Wasn't "capture the moment" a Kodak slogan?

Anyway, before the Kodak thing occurred to me (just now), I'd assumed that "capture" was adopted from video, most probably from the early days of digital production and editing for analog video. Of course, that doesn't explain how the word went mainstream.

At any rate, framing with a live image on a screen, a la digicams, always felt to me like I was working with a video camera and saving frames from a video. A very different feeling somehow from exposing a frame of film.

An image is only such when viewed on a monitor; it has NO physical existence, except on the monitor or on the recording chip.
Sort of like a phart, once there now gone forever, thankfully in most cases

Film is what you can physically hold, with the picture upon it.

Only when the image is printed on to a receptive material is when it becomes a picture/photograph whatever.

That's my take.

having read all the comments, it's a very educating tomatoes vs tomatoes subject...

Converting something to digital is often "capture." Whether it's video capture, motion capture, screen capture, or image capture.

So as far as I can tell, in the digital world, you capture data and translate it into something useful.

Never really noticed this. I live somewhere that has its fair share of tourists, so I get asked to take people's photos a lot. No one has ever asked me to "capture" their photo. Possibly it's just an idiom within certain online demographics.

"Leave nothing but footprints, kill nothing but time, take nothing but photographs" - I've always liked the pun. The third item is I believe a late addition to this well-known wilderness code of conduct.

"Capturing/making images" sounds obnoxiously grandiose :).

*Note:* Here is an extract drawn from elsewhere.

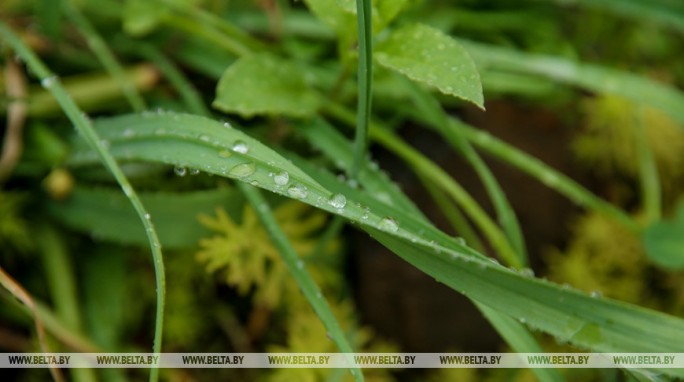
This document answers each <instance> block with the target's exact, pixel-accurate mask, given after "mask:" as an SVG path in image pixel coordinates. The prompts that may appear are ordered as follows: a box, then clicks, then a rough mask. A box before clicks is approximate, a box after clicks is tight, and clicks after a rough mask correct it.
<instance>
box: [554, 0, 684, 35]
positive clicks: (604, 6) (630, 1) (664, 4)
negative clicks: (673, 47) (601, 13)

I take/shoot pictures/photos and am done with it.

Glad some other people are annoyed by "capture".

There is a photo site elsewhere which invites comments about submitted shots and almost every second post is , "great capture, Bert".

It must imply the commenter is "in the know" and is substituting "capture" for a more appreciative critical analysis, if only he knew what that was and how to express it.

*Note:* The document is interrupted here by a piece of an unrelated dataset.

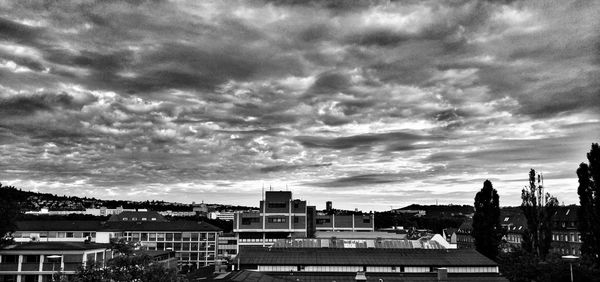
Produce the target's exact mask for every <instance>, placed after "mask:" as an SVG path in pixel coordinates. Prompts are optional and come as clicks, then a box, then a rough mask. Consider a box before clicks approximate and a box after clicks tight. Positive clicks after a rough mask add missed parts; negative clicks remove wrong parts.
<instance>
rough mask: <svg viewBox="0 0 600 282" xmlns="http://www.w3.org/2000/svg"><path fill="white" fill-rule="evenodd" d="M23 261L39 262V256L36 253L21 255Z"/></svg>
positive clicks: (33, 262)
mask: <svg viewBox="0 0 600 282" xmlns="http://www.w3.org/2000/svg"><path fill="white" fill-rule="evenodd" d="M23 262H24V263H39V262H40V256H38V255H26V256H23Z"/></svg>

Or perhaps it's the urge to over-dramatise the simplest and feeblest of muscular actions (pressing a button); similar to "hitting the gas", or, " chucking a righty" (turning right), or, "firing up the rig" (turning on a transceiver).

Heroic feats ain't dead yet, they're just a shutter press away..

...worked for an old timer doing industrial photography for a while, and he always said: "...make a few views...", as he charged "by the view"...always liked that...

BTW, I always say: "...take a few snaps...", photographers, out of practically anyone else I deal with, are ridiculously pompous for their station in life, it's like the paperboy thinking he's an intern, so I try and short circuit that when I'm working!

@Dave van de Mark

For the same reason our feet smell and our noses run....

Now I thought making a picture was what Paramount and MGM did....

Personally I take photo(graph)s. I don't go around to people saying "can I capture your image?" It sounds mildly sinister, like I may hold it to ransom or something!

Nor do I say "can I make your photo" because that's meaningless - whereas "can I make a photo of you" sounds like I am doing more work than I really am (perhaps more appropriate in a darkroom).

Nope, "I want to photograph that", or "I want to take your photo" seems a lot simpler to me.

@Crabby: Oh yes, "take a snap" is good too.

I think, with digital, we are increasingly aware of living in a land of "image": the photograph (if print is ever an option) is sharp, not because of a feature in the scene it contains, but because of local pixel contrast differences, etc. The more technical post-processing techniques serve to reinforce this - enfuse, the radius control in HDR, etc.

I've given up trying to remember what a photograph was, yet still identify primarily as a photographer...

Take-v-Make is the élitist argument; a photo has aspects of both, representing what you find and your choice of what to do with it, respectively.